Joe Jr. Restaurant

New York, New York, USA

Closed 2009

The Disappointed Tourist: Joe Jr., Ellen Harvey, 2021. Oil and acrylic on Gessoboard, 18 x 24″ (46 x 61 cm). Photograph: Etienne Frossard.

A rent dispute ended this restaurant’s 45-year history of serving comfort food. I don’t know who took the photograph on which the painting is based.

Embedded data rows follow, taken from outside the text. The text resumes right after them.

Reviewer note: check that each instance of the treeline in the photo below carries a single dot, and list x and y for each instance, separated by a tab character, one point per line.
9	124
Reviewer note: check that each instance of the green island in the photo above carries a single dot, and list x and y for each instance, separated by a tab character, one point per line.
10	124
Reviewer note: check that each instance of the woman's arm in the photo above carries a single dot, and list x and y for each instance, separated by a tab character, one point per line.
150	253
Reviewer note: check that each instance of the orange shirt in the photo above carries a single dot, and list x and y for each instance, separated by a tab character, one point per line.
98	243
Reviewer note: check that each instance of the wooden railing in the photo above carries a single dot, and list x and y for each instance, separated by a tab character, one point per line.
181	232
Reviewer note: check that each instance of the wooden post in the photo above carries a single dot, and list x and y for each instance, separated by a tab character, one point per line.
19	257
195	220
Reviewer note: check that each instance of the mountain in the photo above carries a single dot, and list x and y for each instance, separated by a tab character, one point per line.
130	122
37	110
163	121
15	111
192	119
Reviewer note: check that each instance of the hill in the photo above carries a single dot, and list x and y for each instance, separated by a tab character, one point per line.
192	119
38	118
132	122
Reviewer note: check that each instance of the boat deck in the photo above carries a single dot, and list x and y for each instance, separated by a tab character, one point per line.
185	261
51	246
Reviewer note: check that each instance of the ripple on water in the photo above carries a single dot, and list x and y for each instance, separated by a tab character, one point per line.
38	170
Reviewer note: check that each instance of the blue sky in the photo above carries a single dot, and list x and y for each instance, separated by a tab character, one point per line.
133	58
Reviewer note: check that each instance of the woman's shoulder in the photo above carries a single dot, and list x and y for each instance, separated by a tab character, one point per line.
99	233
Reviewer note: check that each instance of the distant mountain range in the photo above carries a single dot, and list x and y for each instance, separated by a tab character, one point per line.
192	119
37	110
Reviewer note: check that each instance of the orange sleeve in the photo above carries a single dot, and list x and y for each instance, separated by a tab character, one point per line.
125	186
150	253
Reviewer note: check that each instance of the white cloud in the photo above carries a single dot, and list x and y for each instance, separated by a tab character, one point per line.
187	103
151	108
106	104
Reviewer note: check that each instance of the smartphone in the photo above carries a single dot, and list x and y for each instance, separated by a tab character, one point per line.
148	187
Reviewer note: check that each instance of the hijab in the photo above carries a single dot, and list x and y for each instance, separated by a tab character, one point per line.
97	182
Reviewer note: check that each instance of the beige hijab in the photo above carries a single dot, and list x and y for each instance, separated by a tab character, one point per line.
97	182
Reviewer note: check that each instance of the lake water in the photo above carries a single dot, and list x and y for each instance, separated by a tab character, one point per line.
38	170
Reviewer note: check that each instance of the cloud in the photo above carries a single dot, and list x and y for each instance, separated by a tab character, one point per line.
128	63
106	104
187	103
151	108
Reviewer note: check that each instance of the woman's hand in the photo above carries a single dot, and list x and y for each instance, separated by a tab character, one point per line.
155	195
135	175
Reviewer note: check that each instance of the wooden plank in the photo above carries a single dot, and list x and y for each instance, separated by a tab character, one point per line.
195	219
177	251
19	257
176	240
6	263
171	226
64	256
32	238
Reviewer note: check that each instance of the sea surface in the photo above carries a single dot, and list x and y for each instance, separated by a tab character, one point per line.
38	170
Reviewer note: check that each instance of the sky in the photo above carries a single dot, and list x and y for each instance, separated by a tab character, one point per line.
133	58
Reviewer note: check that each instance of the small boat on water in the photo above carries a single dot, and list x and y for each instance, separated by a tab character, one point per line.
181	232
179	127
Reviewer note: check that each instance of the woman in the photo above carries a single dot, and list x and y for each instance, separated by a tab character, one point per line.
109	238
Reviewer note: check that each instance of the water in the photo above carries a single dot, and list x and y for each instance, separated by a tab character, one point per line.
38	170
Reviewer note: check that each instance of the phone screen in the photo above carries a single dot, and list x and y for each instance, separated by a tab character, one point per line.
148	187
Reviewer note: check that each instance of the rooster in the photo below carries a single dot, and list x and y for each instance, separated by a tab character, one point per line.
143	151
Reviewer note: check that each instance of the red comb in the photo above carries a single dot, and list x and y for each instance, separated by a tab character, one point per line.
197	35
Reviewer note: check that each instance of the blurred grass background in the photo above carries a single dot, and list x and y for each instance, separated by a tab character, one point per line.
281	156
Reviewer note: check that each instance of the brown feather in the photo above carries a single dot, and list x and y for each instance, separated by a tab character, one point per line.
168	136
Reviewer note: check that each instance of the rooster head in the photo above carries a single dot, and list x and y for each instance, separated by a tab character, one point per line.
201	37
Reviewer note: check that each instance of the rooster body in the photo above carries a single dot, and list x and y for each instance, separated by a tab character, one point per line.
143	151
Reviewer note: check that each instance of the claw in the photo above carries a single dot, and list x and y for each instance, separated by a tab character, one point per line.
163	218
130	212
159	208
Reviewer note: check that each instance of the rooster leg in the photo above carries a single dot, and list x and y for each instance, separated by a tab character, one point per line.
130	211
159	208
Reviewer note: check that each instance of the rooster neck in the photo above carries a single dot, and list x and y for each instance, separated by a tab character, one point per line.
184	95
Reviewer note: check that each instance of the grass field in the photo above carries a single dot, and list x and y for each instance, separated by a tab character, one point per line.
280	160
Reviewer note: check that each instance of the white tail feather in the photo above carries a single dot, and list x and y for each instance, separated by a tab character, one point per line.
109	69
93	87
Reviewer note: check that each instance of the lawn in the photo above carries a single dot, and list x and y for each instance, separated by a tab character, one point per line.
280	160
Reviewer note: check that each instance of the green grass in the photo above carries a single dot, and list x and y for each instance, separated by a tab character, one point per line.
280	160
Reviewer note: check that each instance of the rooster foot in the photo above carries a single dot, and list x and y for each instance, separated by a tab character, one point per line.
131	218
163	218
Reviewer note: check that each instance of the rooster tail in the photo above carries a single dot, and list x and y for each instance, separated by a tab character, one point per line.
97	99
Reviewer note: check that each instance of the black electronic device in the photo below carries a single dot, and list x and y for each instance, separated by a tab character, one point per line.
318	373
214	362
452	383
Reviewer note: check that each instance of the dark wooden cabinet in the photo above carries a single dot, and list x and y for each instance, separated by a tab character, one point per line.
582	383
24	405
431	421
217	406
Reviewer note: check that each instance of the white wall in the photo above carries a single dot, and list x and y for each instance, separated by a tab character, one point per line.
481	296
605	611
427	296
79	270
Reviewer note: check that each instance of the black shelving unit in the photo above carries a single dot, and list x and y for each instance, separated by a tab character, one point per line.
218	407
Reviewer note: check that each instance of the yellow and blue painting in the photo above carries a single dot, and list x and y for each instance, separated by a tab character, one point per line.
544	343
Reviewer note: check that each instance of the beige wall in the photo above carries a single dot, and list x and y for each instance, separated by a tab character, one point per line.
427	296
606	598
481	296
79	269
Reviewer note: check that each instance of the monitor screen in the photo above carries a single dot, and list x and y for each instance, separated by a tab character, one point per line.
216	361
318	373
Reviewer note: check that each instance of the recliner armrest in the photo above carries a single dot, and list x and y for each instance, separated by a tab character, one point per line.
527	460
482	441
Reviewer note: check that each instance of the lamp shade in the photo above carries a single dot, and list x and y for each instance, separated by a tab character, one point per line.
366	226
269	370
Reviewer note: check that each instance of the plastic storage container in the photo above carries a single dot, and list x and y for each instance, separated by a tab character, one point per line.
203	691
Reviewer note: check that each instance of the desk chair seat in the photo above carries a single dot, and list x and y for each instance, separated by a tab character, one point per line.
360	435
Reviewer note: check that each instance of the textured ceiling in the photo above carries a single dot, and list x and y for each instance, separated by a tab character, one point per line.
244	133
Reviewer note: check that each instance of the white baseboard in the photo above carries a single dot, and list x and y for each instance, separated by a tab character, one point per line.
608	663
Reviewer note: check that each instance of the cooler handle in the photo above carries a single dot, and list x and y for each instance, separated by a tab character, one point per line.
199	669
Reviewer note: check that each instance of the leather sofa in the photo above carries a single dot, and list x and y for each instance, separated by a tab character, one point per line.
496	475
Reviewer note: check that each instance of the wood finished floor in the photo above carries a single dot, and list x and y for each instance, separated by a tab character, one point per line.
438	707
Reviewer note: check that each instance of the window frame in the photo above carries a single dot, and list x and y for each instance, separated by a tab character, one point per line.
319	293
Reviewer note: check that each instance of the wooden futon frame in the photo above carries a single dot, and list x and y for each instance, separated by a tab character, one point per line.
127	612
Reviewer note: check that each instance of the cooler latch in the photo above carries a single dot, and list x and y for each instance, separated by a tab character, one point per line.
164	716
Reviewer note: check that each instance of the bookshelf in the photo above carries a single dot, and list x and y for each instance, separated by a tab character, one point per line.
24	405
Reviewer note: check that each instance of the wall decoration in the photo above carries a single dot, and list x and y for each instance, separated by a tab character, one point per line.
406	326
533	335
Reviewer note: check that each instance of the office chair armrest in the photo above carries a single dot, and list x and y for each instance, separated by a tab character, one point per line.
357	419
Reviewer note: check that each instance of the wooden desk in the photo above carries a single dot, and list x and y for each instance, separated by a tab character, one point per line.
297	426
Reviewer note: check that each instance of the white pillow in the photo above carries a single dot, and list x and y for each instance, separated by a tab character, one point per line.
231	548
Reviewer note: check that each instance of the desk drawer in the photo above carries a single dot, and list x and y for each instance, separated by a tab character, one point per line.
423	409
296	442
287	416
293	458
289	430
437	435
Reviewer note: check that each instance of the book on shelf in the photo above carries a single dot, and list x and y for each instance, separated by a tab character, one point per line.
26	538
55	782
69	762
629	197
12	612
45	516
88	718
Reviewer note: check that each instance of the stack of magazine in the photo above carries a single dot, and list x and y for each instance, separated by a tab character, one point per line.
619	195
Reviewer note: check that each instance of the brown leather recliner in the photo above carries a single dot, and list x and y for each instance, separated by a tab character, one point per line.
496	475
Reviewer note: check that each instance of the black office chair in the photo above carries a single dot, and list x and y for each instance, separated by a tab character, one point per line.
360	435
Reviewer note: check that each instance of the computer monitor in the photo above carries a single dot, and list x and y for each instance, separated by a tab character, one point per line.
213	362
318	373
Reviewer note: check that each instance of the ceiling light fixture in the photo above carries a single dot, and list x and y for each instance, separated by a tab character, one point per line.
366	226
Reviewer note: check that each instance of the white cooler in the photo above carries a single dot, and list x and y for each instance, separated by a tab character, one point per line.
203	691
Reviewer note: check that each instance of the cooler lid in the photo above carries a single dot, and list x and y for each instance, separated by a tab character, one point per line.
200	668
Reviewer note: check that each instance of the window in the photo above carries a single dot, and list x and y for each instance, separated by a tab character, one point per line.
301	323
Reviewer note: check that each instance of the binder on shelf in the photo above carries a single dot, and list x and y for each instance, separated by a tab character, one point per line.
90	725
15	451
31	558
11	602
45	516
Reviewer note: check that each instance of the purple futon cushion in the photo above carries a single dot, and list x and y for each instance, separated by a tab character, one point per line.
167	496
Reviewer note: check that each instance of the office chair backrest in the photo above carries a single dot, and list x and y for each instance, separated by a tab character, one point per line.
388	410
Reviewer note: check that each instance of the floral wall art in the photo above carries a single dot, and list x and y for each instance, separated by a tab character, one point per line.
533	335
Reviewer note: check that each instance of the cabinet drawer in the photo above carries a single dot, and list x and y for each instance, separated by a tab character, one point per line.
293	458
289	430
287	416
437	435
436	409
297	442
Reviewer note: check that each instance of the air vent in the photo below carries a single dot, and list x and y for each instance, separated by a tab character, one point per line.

The 2009 loss of Joe Jr restaurant in the Village still looms large for me. From 1997, I lived around the corner from the diner, which was located on Sixth Avenue and 12th Street, and the place was a true institution from long before my arrival. When they announced the closing, I remember walking by the restaurant, seeing the sign in the window, and I promptly burst into tears. People were in various states of distress both inside the restaurant and out on the street. There was a petition protesting the closing that garnered more than 1,000 signatures – including mine. Sadly, the community rallying around the restaurant didn’t save it from closure due to a greedy landlord. The thing about Joe Jr is that it was the type of place that has almost entirely vanished from the NYC landscape. It was an inexpensive, unpretentious diner that served good, solid food to New Yorkers of all stripes. I remember distinctly a woman who would come in and sit at the counter every day. She may or may not have been homeless and she was barely verbal, and the staff fed her a cup of split pea soup every day without her having to ask. She’d come in, sit down, and they’d just plop the soup down in front of her. They also never took payment. At the same time, I’d often see Sarah Jessica Parker in the restaurant. She’d walk in, the cooks would all shout “SARAH!!!” in unison, she’d give them a bright smile and then proceed to her favorite booth in the back to read Sex in the City scripts over a fried egg and wheat toast. See what I mean? All stripes, cohabitating happily over bacon and eggs and split pea soup. An increasingly rare occurrence here these days. I’m sad to say that the loss of Joe Jr’s affected many people, but perhaps that non-verbal woman most of all. I saw her walking up Sixth Avenue about a year after the restaurant closed. She had dropped at least 30 pounds, most probably because Joe Jr wasn’t there to feed her. Michele S.